October 13, 2002
ALCS, Game Five
Angels Lead Series, 3-1
In Game One, Joe Mays had outlasted and out-pitched the veteran Kevin Appier. While Mays wasn't as good as he was on that night, he still wasn't bad. Appier was more or less the same. The big difference tonight was in the bullpens.
Through the top of the fifth, win expectancy actually had the Twins taking Game Five. David Ortiz and A.J. Pierzynski drove in runs in the first and second inning respectively, giving Minnesota a 2-0 lead going into the bottom of the third. At that point Adam Kennedy led off the bottom of the third with a home run. Many of you will remember that it wouldn't be his last in this game, but for the moment it was a 2-1 game.

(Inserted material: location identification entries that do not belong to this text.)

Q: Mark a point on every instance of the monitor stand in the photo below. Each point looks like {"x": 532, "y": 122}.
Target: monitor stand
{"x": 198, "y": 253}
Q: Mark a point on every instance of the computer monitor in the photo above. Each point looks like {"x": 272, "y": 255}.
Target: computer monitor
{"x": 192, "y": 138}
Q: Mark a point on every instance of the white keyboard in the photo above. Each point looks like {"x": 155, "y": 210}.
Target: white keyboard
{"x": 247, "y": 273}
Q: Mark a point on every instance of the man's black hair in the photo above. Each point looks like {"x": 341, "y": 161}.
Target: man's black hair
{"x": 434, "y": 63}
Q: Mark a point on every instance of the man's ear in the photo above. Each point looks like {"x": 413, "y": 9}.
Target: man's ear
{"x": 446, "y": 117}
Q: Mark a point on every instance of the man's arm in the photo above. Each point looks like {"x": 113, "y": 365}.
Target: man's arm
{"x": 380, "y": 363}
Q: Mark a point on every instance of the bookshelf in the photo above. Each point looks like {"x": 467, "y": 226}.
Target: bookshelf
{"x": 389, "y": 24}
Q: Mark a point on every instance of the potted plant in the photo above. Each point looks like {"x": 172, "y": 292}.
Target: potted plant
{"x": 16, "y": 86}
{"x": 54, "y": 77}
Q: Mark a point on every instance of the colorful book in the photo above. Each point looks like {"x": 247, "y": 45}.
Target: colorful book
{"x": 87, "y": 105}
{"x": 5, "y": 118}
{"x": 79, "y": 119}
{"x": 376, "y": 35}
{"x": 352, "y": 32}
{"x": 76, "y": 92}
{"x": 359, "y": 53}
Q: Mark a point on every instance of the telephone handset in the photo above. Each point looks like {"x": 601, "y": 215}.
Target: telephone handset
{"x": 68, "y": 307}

Entering the bottom of the fifth, Mays had allowed just one run off of four hits. 11 of his 15 balls in play were grounders, and while the Angels had been aggressive early in their at-bats the results had come out in Mays' favor. It turns out they'd been aggressive because they liked what they saw. That inning, the fifth, saw both Scott Spiezio and Kennedy, again, go yard. Luckily they were both solo shots, since every other ball that inning was a groundout, but the runs did give Anaheim a 3-2 advantage.

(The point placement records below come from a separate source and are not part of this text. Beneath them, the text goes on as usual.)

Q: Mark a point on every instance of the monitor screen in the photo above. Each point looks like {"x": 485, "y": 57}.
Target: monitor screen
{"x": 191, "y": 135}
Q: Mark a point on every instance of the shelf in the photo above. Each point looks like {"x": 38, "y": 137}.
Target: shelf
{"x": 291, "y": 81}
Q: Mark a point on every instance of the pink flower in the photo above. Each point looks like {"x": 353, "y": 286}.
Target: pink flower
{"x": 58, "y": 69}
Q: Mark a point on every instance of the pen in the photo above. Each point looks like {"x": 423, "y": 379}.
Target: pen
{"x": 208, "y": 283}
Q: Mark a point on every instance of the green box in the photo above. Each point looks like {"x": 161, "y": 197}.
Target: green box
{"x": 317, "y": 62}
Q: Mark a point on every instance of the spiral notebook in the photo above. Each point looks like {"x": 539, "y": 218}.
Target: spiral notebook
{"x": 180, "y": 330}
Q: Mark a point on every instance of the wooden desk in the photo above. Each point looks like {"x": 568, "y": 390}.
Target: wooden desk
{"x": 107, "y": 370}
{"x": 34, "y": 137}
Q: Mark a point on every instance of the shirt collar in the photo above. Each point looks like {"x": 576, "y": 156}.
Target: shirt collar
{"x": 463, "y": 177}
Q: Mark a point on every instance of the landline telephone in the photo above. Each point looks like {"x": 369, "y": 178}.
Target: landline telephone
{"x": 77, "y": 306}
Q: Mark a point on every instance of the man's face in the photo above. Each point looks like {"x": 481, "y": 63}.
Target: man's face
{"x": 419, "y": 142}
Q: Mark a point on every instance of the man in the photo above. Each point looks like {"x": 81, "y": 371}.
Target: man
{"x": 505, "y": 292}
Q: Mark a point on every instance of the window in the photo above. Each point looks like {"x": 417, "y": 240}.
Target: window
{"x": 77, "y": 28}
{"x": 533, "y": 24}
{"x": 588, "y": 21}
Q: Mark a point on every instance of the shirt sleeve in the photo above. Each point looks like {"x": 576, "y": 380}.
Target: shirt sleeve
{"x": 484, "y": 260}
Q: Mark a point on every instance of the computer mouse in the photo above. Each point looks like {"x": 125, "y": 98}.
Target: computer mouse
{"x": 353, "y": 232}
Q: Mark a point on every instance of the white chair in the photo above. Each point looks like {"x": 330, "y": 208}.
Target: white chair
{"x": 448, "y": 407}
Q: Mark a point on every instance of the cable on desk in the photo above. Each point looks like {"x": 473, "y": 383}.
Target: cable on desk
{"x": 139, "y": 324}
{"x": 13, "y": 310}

The Twins got their lead back in the seventh, off of the previously unhittable Francisco Rodriguez. After three consecutive singles loaded the bases with one out, K-Rod took over and probably didn't do any worse than his predecessor would have done. Rodriguez walked Bobby Kielty, who was pinch hitting for Luis Rivas, and all runners moved up a base when one of his pitches went wild with Jacque Jones at the dish. Jones didn't get a hit, but he did bring in the third run of the inning on a sac fly to give Minnesota their lead back at 5-3.

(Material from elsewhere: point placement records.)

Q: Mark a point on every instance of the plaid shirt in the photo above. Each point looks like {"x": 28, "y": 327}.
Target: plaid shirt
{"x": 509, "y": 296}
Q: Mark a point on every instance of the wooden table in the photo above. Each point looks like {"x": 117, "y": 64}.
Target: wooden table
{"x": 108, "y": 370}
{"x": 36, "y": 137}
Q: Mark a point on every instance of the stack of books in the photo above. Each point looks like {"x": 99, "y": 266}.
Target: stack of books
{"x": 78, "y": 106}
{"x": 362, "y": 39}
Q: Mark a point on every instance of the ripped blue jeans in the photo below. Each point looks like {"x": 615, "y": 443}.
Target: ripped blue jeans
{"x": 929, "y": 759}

Then came one of the worst collapses I've ever witnessed in a single inning, and it probably is the worst single inning I've seen in the post-season from any team. In the bottom of the seventh, Johan Santana, Latroy Hawkins, J.C. Romero, and Bob Wells combined to allow ten hits, a walk, a hit batter, a wild pitch, and ten runs. The first seven batters of the inning reached safely. The Angels sent 15 men to the plate.
Minnesota, of course, was shell shocked. They went quietly over the game's final two innings, and the series came to a close with a humiliating 13-5 loss. If it's any consolation (it's not), the Twins were beat by the eventual 2002 World Series champions.
On the plus side, it was the team's first post-season run in 11 years, and they were set up by years of good drafting to be an inexpensive and talented team.